Antisipasi Penyebaran Corona, Gereja Tiadakan Misa

Jember- Misa di Gereja Kristen Jawi Wetan dan Gereja Katholik Santo Yusuf di Jember ditiadakan, menyusul surat imbauan Keuskupan Malang tanggal 20 Maret 2020 tentang pembatasan misa. Pendeta Soni ditemui di Kapanditan GKJW Pepanthan Mawar, mengatakan, GKJW mendukung kebijakan pemerintah untuk mengantisipasi penyebaran virus corona.
“Sinode GKJW sudah menetapkan sejak tanggal 18 Maret yang lalu sampai 29 Maret,” katanya Sabtu, 21 Maret 2020.

Gereja GKJW Jember sudah membicarakan dalam rapat internal pengurus dan majelis gereja. “Kami membahas masalah itu bersama dengan pengurus dan ketua-ketua kelompok, supaya kebijakan ini tidak disalahmengertikan,” terangnya. Mulai Jum’at, 20 Maret 2020, jelasnya, jemaat GKJW sudah meliburkan kegiatan doa pagi yang biasanya dihadiri antara 75 sampai 100 orang jemaat. Misa telah diputuskan untuk liburkan, dan pelaksanaan ibadah ini di rumah masing-masing jemaat. “Kami mengirimkan tata ibadah maupun bentuk tuntunan kotbah buat warga jemaat,” kata Pendeta Soni.
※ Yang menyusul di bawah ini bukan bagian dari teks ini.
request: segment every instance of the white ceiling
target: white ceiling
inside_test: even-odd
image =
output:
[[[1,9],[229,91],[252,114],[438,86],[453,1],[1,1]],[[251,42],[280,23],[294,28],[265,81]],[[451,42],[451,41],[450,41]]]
Kegiatan di luar ibadah rutin minggu, seperti di komisi-komisi, juga diliburkan sampai ada pengumuman lebih lanjut. Seluruh kegiatan di lingkungan GKJW Jember ditiadakan sampai akhir Maret 2020. Hari Jumat pecan depan majelis harian akan rapat evaluasi keadaan berdasar pengumuman pemerintah. Di Gereja Katholik Santo Yusup, didapat keterangan para Romo berkunjung ke keuskupan di Malang. Namun, di kalangan jemaat beredar surat berisi pengumuman Gereja Santo Yusup meniadakan ibadah atau misa selama hingga 3 April 2020. Dalam surat tersebut diterangkan untuk menyelenggarakan misa secara privat dan disiarkan secara secara langsung melalui saluran youtube maupun tv lokal.